It had been a month since I died.

My father had sent me—gift-wrapped in a slinky black dress and a forced smile—to charm the most dangerous man in the city. Not for love or family. For business, his god damn business.

For years, he’d been clawing his way up from small-time drug deals, desperate to expand beyond the East Coast. Adam Rossi, with one foot in New York and the other in Mexico, was his golden ticket.

And me? I was the bait.

Not because I was prettier than Gia—my younger sister had that whole wide-eyed, pouty-lipped thing down to an art.

No, it was because Gia was his favorite. Daddy’s precious doll. He’d never risk her with a man like Rossi. Too wild and unpredictable and lethal.

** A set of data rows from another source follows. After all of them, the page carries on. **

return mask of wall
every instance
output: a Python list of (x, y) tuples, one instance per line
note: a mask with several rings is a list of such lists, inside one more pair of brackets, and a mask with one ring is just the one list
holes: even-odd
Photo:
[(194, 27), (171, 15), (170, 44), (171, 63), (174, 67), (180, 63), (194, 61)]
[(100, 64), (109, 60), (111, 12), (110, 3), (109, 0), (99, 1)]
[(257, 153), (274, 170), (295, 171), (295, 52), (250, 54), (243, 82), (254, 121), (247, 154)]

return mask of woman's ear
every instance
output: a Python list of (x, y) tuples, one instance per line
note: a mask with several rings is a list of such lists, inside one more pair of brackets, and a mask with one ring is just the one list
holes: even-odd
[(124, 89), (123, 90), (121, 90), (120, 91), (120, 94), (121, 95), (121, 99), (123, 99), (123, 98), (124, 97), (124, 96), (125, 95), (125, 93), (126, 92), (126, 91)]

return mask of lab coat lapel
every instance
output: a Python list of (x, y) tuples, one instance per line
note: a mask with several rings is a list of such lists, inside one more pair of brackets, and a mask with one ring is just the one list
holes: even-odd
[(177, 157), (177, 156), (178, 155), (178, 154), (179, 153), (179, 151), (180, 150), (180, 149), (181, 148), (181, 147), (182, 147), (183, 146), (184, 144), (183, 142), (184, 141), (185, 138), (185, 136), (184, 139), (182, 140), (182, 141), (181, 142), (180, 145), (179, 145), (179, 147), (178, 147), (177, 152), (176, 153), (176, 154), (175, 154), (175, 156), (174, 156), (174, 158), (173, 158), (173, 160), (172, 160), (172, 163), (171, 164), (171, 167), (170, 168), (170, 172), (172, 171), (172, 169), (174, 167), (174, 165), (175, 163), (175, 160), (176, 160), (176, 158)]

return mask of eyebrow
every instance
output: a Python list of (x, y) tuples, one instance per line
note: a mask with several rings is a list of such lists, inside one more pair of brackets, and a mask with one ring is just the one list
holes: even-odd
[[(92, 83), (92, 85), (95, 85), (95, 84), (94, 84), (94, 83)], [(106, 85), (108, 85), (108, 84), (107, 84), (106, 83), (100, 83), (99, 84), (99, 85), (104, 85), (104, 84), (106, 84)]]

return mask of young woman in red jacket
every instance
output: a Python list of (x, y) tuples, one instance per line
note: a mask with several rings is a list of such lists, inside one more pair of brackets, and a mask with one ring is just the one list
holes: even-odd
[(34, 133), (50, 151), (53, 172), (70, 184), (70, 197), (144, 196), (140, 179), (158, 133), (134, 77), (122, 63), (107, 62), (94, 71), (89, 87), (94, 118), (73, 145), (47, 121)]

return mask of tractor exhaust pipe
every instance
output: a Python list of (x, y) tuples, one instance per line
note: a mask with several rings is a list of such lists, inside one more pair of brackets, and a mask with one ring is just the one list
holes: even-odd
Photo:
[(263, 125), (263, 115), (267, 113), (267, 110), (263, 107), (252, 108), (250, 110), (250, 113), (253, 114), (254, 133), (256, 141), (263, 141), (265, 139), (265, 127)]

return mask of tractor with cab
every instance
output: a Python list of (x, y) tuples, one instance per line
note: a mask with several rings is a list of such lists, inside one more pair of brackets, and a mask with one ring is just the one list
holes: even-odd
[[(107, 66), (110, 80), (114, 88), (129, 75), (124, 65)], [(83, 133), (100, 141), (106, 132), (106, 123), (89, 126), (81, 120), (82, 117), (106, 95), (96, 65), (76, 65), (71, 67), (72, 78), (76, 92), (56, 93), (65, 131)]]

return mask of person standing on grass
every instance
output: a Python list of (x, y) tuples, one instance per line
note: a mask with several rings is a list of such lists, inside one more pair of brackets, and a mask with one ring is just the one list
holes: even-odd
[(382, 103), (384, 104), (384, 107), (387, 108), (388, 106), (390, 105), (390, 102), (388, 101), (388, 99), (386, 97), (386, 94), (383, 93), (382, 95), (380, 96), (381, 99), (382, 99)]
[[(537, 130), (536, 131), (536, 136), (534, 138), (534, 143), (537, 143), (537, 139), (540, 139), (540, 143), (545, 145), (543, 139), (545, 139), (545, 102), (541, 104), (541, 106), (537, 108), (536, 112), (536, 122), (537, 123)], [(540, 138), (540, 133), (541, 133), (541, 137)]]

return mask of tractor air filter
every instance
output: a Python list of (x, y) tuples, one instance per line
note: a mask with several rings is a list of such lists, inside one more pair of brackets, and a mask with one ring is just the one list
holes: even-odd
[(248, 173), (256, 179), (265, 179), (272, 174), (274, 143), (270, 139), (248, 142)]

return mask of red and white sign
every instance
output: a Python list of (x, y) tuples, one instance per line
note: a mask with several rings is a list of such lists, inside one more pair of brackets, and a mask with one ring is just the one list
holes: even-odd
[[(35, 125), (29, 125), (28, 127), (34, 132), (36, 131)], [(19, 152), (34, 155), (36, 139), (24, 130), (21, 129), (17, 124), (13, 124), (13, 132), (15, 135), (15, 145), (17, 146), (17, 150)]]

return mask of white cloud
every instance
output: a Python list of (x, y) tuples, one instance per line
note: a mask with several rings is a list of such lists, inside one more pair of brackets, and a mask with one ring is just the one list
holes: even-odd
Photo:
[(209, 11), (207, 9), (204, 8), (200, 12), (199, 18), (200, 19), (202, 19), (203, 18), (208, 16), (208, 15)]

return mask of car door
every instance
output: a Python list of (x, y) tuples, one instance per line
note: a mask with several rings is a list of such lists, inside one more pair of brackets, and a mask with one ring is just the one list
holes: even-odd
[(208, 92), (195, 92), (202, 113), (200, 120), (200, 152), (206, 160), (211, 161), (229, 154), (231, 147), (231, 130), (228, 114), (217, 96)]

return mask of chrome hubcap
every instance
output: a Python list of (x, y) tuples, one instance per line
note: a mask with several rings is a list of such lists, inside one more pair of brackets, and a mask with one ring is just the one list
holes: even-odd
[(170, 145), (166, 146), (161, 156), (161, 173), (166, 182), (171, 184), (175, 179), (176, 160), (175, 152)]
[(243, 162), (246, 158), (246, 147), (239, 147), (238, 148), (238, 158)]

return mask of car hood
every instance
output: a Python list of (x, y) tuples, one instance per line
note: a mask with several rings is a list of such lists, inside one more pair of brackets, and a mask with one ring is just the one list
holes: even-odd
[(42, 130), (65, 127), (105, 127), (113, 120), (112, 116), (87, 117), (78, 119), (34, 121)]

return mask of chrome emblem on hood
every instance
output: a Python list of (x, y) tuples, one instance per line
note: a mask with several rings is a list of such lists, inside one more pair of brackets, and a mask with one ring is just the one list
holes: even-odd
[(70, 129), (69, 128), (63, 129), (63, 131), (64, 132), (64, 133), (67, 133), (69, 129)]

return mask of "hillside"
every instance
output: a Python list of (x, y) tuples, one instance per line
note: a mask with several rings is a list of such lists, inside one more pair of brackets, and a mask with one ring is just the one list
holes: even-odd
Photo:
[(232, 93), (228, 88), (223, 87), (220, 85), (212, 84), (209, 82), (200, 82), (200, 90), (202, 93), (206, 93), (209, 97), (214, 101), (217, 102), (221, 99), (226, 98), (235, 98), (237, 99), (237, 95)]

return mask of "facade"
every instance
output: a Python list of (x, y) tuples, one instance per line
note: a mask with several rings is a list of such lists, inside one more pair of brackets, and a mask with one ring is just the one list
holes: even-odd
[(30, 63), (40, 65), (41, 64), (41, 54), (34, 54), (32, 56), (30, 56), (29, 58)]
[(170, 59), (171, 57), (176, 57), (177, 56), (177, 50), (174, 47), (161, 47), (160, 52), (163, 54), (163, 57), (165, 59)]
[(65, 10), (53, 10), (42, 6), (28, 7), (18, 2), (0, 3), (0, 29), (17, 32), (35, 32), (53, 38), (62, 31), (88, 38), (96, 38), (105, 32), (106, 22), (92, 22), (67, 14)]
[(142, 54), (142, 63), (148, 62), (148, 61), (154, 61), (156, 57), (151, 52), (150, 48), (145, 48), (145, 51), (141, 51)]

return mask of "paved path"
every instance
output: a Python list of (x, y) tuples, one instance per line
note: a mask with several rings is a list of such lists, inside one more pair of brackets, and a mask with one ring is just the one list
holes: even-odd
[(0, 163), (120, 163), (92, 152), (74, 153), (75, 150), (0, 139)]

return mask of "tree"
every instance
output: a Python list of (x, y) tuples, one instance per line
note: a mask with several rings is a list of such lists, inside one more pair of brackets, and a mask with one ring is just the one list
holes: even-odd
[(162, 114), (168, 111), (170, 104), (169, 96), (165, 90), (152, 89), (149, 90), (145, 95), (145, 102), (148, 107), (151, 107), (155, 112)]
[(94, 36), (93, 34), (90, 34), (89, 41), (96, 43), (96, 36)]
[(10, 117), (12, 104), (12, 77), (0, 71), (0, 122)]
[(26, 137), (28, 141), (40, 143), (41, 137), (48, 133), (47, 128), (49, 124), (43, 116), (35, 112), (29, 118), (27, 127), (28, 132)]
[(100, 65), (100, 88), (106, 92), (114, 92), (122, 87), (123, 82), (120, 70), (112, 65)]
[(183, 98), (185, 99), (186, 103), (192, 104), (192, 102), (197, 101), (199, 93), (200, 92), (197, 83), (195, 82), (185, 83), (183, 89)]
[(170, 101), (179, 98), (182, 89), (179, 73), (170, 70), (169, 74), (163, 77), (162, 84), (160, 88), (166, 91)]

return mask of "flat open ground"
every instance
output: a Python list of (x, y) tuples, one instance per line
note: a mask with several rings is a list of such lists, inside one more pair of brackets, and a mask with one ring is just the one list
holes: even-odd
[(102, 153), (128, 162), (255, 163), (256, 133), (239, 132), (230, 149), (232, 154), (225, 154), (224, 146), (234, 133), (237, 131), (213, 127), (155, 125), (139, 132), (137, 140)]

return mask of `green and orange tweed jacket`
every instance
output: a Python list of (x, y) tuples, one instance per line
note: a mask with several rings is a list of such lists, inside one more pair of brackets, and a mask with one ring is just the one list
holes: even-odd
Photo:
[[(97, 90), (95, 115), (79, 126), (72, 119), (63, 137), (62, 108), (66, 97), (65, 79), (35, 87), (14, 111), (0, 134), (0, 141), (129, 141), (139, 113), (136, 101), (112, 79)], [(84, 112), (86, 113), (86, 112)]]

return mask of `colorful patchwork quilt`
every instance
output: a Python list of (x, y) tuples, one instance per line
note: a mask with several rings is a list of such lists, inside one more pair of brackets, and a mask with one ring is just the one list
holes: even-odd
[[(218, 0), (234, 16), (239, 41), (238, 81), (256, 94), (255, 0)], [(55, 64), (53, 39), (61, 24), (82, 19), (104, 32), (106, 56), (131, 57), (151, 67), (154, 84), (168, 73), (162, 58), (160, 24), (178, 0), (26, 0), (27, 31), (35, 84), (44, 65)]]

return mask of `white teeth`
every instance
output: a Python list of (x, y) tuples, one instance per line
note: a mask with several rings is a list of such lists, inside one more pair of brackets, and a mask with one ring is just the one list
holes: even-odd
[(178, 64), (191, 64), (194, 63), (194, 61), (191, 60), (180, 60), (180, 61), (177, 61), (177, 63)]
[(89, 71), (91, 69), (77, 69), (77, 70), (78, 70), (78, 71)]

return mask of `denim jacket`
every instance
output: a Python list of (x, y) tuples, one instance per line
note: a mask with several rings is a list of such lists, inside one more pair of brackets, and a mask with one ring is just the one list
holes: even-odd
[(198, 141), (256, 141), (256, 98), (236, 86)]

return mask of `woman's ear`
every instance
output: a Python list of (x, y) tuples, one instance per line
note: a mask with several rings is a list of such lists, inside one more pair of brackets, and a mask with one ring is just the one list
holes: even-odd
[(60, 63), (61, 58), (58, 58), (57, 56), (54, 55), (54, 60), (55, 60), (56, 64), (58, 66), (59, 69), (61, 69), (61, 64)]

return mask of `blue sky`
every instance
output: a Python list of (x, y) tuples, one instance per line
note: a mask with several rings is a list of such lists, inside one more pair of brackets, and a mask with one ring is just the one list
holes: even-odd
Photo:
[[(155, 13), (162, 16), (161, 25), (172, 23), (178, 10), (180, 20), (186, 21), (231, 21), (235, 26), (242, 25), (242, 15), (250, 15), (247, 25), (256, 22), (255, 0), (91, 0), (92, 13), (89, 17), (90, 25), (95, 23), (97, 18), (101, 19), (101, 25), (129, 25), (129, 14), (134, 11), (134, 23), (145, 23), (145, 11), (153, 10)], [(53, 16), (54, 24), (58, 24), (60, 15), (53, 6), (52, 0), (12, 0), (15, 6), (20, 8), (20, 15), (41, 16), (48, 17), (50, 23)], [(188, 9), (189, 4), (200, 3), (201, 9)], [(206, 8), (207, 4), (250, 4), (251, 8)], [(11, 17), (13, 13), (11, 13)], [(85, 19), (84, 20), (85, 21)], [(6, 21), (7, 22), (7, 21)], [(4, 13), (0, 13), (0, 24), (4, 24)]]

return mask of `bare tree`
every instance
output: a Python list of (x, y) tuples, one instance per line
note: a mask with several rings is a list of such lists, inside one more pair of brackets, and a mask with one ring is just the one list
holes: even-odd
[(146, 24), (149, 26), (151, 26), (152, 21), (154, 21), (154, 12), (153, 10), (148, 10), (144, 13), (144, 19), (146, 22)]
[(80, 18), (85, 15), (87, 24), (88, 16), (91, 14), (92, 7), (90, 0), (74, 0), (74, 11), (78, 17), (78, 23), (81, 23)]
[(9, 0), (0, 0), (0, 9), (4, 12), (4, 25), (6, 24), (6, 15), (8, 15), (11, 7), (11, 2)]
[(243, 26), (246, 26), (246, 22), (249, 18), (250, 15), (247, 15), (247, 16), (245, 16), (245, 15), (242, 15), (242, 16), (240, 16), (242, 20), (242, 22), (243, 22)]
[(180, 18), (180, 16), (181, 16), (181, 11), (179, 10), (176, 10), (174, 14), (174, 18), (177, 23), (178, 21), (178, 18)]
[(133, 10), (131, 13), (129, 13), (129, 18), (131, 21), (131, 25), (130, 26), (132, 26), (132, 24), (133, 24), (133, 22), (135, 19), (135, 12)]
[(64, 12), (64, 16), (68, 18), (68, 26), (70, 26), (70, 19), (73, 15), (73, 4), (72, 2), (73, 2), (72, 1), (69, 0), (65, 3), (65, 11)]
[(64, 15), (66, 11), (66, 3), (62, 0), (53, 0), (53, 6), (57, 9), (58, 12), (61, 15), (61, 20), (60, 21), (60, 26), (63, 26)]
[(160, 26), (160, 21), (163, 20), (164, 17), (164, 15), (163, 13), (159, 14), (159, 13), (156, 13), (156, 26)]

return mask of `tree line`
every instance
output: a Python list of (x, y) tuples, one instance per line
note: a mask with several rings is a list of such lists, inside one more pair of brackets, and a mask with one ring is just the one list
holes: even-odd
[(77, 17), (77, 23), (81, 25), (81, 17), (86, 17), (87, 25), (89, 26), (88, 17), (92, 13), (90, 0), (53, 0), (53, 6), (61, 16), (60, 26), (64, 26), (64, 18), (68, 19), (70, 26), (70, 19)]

So he sent me. The forgettable daughter. The one they never talked about at dinner.

I’d tried to escape once. Got into NYU. Moved out. Cut ties.

And my reward? Dad cut me off. Said if I wouldn’t sell my soul for the family name, I wouldn’t see another cent of it either. I lived in a cramped, roach-infested shoebox on the edge of Brooklyn, scraping by on student loans and part-time work.

It was a shit life—but it was mine.

And then Dad came knocking again. Just a dinner, he said.

I thought it was dinner with the family. Except they never showed up.

A dinner turned into silence. Days passed. Then weeks.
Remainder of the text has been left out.